The Federal Trade Commission today told the Senate Judiciary Committee that as the Committee considers legislation to amend the Communications Act, it should preserve the FTC's existing authority to protect consumers and maintain competition in the broadband services industry.
Delivering the FTC testimony, Commissioner William E. Kovacic said the agency believes it has jurisdiction over most broadband Internet access services. “For nearly a decade, the FTC has investigated and brought enforcement actions against Internet service providers for allegedly deceptive marketing, advertising, and billing of Internet access services.”
“For example, in 1997, the FTC separately sued America Online, Compuserve, and Prodigy, alleging that each company had offered 'free' trial periods that resulted in unexpected charges to consumers,” the testimony states. More recently the FTC filed a complaint charging Cyberspace.com with mailing supposed “rebate” or “refund” checks for $3.50 without disclosing that by cashing the checks, consumers were agreeing to monthly charges on their phone bills for Internet access services. “Following a trial . . . the court ordered the defendants to pay more than $17 million to remedy the injury caused by their fraudulent conduct.” The case is currently on appeal.

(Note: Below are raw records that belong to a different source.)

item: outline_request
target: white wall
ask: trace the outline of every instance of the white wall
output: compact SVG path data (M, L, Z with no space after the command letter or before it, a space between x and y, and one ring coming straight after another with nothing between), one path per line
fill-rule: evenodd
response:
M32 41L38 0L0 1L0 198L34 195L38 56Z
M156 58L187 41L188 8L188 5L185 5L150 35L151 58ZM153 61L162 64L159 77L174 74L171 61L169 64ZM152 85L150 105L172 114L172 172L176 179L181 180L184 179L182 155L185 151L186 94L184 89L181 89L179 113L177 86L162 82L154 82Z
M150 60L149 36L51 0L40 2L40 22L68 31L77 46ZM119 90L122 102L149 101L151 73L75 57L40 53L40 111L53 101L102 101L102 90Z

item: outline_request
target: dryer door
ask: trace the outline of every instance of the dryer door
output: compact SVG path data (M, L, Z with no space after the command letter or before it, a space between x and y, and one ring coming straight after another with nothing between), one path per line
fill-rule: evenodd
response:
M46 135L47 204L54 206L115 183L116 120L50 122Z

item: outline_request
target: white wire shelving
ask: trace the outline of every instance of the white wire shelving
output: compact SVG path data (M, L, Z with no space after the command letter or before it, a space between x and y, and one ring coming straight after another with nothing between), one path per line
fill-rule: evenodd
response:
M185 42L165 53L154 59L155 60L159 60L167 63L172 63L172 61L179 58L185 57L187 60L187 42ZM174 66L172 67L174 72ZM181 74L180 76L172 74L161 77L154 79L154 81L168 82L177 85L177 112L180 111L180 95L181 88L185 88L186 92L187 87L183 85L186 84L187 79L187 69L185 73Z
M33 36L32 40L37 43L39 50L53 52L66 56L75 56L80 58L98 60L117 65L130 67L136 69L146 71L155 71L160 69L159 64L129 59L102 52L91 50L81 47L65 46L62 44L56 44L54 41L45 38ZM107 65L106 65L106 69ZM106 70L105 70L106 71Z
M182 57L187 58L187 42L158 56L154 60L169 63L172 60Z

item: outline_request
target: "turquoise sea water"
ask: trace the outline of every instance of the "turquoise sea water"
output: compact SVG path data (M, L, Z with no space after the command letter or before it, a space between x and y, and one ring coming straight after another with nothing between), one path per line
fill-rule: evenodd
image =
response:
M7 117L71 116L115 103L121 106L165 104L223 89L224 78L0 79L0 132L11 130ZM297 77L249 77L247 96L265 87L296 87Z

The testimony notes that under the antitrust laws, the agency has taken law enforcement actions regarding access to content via broadband and other Internet access services. “For example, the Commission challenged the merger between AOL and Time Warner, and entered into a consent order that required the merged company to open its cable system for all content on a nondiscriminatory basis to competitor Internet service providers, including those offering broadband.”
According to the testimony, the FTC has urged Congress to “eliminate the gap in its jurisdiction created by the telecommunications common carrier exemption,” noting that the exemption is outdated. As the telecommunications and Internet industries continue to converge, the common carrier exemption is likely to frustrate the FTC's ability to stop deceptive and unfair acts and practices and unfair methods of competition with respect to interconnected communications, information, and entertainment services.”
“Apart from the issue of the common carrier exemption, as Congress considers legislation to amend the Communications Act, the Commission believes that any new legislation should clearly preserve the FTC's existing authority over activities currently within its jurisdiction,” the testimony states.
The FTC vote to approve the testimony was 5-0.